Jednak ustawa ta mówi iż pełna nobilitacja następuje dopiero w czwartym pokoleniu, czyli licząc od dziecka szlachcica dopiero pełną nobilitację może otrzymać jego prawnuk czyli około 100 lat. Do tego czasu pierwsze trzy pokolenia zostały pod tym względem ograniczone.
„
Stanowisko prawne uszlachconego rodu było na całą przyszłość tzn. „ onego i potomków jego”Mając w ten sposób zwrócone oczy na dalszą przyszłość rodu, na wszystkie następne w kolei czasów pokolenia miało być stosunkiem trwałym bez względu na różne zawirowania polityczne, W ten sposób ustalając wieczysty stan szlachectwa, nie zaś przejściowy stan szlachectwa nowego”
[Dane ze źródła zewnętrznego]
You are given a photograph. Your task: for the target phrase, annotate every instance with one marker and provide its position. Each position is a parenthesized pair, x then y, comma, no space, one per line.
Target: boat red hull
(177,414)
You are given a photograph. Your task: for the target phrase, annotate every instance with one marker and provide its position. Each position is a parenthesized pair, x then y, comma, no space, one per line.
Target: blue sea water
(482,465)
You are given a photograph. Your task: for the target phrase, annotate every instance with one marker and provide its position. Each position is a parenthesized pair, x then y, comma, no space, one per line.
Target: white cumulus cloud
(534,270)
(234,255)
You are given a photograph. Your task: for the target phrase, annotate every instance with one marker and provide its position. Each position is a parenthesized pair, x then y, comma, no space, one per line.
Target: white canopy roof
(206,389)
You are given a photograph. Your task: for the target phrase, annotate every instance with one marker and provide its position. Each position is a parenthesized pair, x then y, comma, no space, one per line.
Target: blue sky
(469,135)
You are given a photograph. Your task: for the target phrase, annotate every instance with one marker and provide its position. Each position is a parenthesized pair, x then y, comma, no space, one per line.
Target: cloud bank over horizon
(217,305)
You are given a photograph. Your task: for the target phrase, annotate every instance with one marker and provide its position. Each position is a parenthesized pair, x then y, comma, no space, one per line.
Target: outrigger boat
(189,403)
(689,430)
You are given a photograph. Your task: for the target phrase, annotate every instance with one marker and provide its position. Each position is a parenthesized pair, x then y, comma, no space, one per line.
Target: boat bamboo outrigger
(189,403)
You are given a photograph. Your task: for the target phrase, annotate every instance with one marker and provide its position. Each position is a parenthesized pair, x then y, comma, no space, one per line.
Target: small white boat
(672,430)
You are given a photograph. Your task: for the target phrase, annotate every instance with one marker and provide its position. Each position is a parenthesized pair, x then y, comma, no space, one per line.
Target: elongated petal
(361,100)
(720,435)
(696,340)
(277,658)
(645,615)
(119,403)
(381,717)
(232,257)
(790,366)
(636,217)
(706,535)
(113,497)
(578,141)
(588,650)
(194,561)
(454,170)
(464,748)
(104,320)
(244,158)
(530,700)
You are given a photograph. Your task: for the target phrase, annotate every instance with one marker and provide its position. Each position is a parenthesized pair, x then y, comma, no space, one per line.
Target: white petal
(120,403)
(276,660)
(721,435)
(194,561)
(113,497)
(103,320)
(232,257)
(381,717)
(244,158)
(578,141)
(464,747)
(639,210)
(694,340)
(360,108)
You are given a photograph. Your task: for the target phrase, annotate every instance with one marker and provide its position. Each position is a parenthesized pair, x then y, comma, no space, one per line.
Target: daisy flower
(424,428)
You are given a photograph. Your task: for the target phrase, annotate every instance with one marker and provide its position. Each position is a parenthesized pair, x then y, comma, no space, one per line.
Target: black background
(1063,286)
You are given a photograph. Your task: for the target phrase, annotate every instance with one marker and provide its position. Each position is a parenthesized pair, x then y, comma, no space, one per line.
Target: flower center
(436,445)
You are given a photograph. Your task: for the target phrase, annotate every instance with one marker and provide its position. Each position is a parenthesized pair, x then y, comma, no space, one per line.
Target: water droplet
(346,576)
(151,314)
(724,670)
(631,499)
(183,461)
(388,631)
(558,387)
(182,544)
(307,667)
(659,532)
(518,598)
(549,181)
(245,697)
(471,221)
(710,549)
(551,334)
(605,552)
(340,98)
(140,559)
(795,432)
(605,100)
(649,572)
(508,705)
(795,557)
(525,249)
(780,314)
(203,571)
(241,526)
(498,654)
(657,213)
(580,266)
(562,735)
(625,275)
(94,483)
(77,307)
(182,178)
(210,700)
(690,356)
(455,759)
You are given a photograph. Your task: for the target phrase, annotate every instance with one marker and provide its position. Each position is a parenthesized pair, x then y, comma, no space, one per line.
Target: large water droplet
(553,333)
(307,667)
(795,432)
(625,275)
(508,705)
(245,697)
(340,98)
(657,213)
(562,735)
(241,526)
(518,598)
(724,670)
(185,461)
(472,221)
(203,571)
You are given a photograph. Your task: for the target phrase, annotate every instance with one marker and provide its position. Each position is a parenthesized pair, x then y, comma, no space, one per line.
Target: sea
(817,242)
Skartabellat jednak zabraniał szlachcie nowej nabywania dóbr ziemskich czyli bez przydania warunków osiadłości. Wobec wielu przypadków naruszenia tego przepisu w różnych instytucjach urzędniczych owe prawa bezwzględnie zostały zastosowane na wsi. Nobilitacje w krótszym czasie otrzymało wielu urzędników.
„
Król Uznawał już istniejące szlachectwo zagraniczne, a dla nowych kreowanych plebejuszów- krajowców przechodzi tera do rozpatrzenia stanowiska prawnego samych tylko nobilitowanych. Nie nadawać szlachcie nowej „ Officia et benefica” Benficium” znaczyła zatem tyle co łaska lub nadanie królewskie lub beneficjum duchowne. Szlachta nowa miała wzbroniony dostęp do wyższych godności kościelnych , kanonii, opactw , biskupstw etc. W zasadzie król nie ma nadawać urzędów i legacji, jednakże : wyjąwszy w wojsku dobrze zasłużonych i tych , którzy tak zdrowiem jako substancją swoją zaszczycali i zaszczycać będą całość tej ojczyzny” . Zatem zasługi wojenne skartabella, albo świadczenia jego materialnej treści na cele publiczne usuwają konieczność tych przepisów i stwarzają możność prawną nadania urzędu czy zlecenia legacji już pierwszemu uszlachconemu”
Do czasu otrzymania praw czyli przez 100 lat potomkowie dzieci szlacheckich zaadoptowanych w Oporowie musiały ukrywać swoją tożsamość ujawniając ją dopiero w czwartym pokoleniu. Czyli około 1770 roku .
„
W 1773r powstaje ustawa , że każdy nowo uszlachcony winien w ciągu roku ( od daty ogłoszenia Konstytucji nabyć dobra ziemskie wartości co najmniej 50.000zł i dopiero po wykazaniu się nabyciem takiej majętności kancelaria królewska wyda mu przywilej nobilitacyjny. Gdyby do tego czasu nabycie nie nastąpiło . Uchwała sejmowa w przedmiocie nadania szlachectwa traci sama przez się znaczenie . Odtąd posiadanie dóbr ziemskich jest już nie tylko prawem szlachty nowej, ale zarazem warunkiem ważności aktu nobilitacyjnego”
W krótki sposób starałam się opisać państwu treść książki, którą w tej chwili opracowujemy. Połączyliśmy rodzinne siły żeby wyjaśnić nieprawidłowości występujące w Oporowie i analizowaliśmy tą parafię od sześciu lat.
Bartek Małecki rozwiązał jej zagadkę wraz z adopcjami oraz skartabellatem ja natomiast starałam się ten fakt opisać w sposób jasny i dostępny dla wszystkich zainteresowanych dodając także tło historyczne, prawne etc. bo temat jest trudny i skomplikowany nawet w opisie. Z powodu dużej ilości materiału prace nad książką jeszcze trwają. Wciąż dochodzą nowe fakty, które wymagają dokładnej analizy. W tym wątku w skrócie starałam się państwu opisać i przybliżyć jej tematykę tak z grubsza, bo uważam, że wszyscy zainteresowani swoimi przodkami powinni wiedzieć o niezgodnościach występujących w metrykach spowodowane prywatą i polityką, która do dzisiaj się nie zmieniła. Najlepiej wszystko zrzucić na nadinterpretację metryk, ośmieszyć publicznie, podważyć wiarygodność tylko dlatego, że nie jest ona zgodna ze starymi schematami. Nie trzymam urazy zapraszam do indeksacji najstarszych dostępnych metryk.
Źródło:
Spostrzeżenia indeksacyjne z metryk Oporowa
„Skartabellat w ustroju szlachectwa polskiego „ Oswald Balzer” Kraków 1911r.